Development metrics are everywhere—PR counts, story points, cycle time, deployment frequency, defect rates, and dozens more. There is no universal scorecard that fits every team. Mature organizations choose a small set aligned to how they ship (trunk-based deploys vs quarterly releases), what tools they use (GitHub only vs GitHub + Jira), and what question they need answered this quarter.
Metrics should fuel conversation and improvement, not ranking engineers or squads. If a number cannot change a retro, a planning decision, or a process tweak, it is probably vanity.
A quick taxonomy
| Family | Examples | Good for |
|---|---|---|
| Activity / throughput | PRs merged, commits, story points closed | Volume trends, capacity signals |
| Flow | Lead time, cycle time, queue time, created vs closed | Where work waits vs where it is actively worked |
| Code change size | Changed lines per PR or week | Spot outliers; weak alone as "productivity" |
| Quality / defects | Defect containment, production bugs opened | Escape to production, test effectiveness |
| Delivery / reliability (DORA) | Deploy frequency, lead time for changes, change failure rate, MTTR | Outcomes of the delivery system as a whole |
Teams at different stages emphasize different families. A startup on trunk deploys may care about deploy frequency and PR cycle time. A product org with long Jira backlogs may care about queue time and defect containment before anything else.
What I collect — GitHub
I aggregate Git-native signals from selected repositories into an Engineering Analytics view. Data comes from GitHub GraphQL—summary cards for the selected range plus weekly trend charts.

Summary cards
| Metric | What it means |
|---|---|
| Total PRs merged | Volume of integrated work over the date range |
| Total commits | Activity in connected repos (includes work outside PRs) |
| Avg PRs per engineer | Throughput normalized by contributor count—watch when team size changes |
| Avg PRs per engineer per week | Weekly view of the same signal |
| Median PR cycle time | Time from PR open to merge (review, CI, approvals, merge) |
| Weekly changed lines of code | Median lines added + removed per merged PR in a week—outliers stand out |
Weekly charts
- Weekly PRs merged — integrated work per week
- Weekly commits — commit volume over time
- Avg PRs per engineer per week — per-person throughput trend
- Weekly PR cycle time — median merge latency per week
- Weekly changed lines of code — median change size per week
These metrics are cheap to collect once repos are connected and answer: Is review/merge getting slower? Are we merging more or less? Did one week ship unusually large diffs?
Important nuance: median PR cycle time is related to DORA lead time for changes, but it is not the same unless every merge goes straight to production. A long release train, feature flags, or batch deploys mean merge-to-prod adds days or weeks on top of PR time.
What I collect — Jira
The same dashboard pulls Jira work items—Stories, Tasks, and Bugs—with flow and quality views. This answers product delivery and defect escape, not lines of code.

Stories
- Weekly Stories created vs closed — throughput balance (work entering vs leaving the system)

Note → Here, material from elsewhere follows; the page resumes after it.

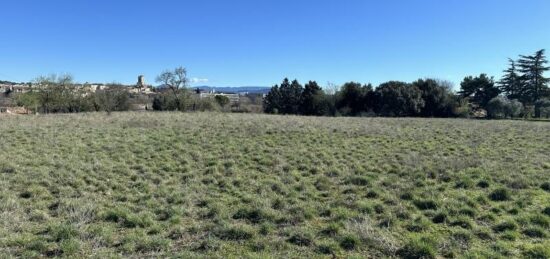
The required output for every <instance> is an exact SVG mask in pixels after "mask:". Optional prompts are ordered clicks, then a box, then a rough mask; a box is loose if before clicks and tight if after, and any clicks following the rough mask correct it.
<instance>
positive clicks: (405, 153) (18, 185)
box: [0, 113, 550, 258]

- Weekly Stories lead time — cycle time (active work) vs queue time (waiting in backlog or blocked states)
- Weekly Story Points closed (Stories + Tasks) — completed effort with a rolling average for velocity-style trends
Tasks
- Weekly Tasks created vs closed
- Weekly Tasks lead time — cycle vs queue split for tasks
Quality
- Defect containment efficiency — share of defects caught before production (pre-release quality)
- Weekly production Bugs opened — defects that escaped to production
Bugs
- Weekly Bugs created vs closed
- Weekly Bugs lead time (closed) — cycle vs queue for resolved bugs
The highest-value insight in retros is often cycle vs queue: when lead time is high, the team is frequently waiting (dependencies, unclear scope, review bottlenecks), not slow at typing. Production bugs opened and defect containment bridge toward change failure thinking even without a deployment API.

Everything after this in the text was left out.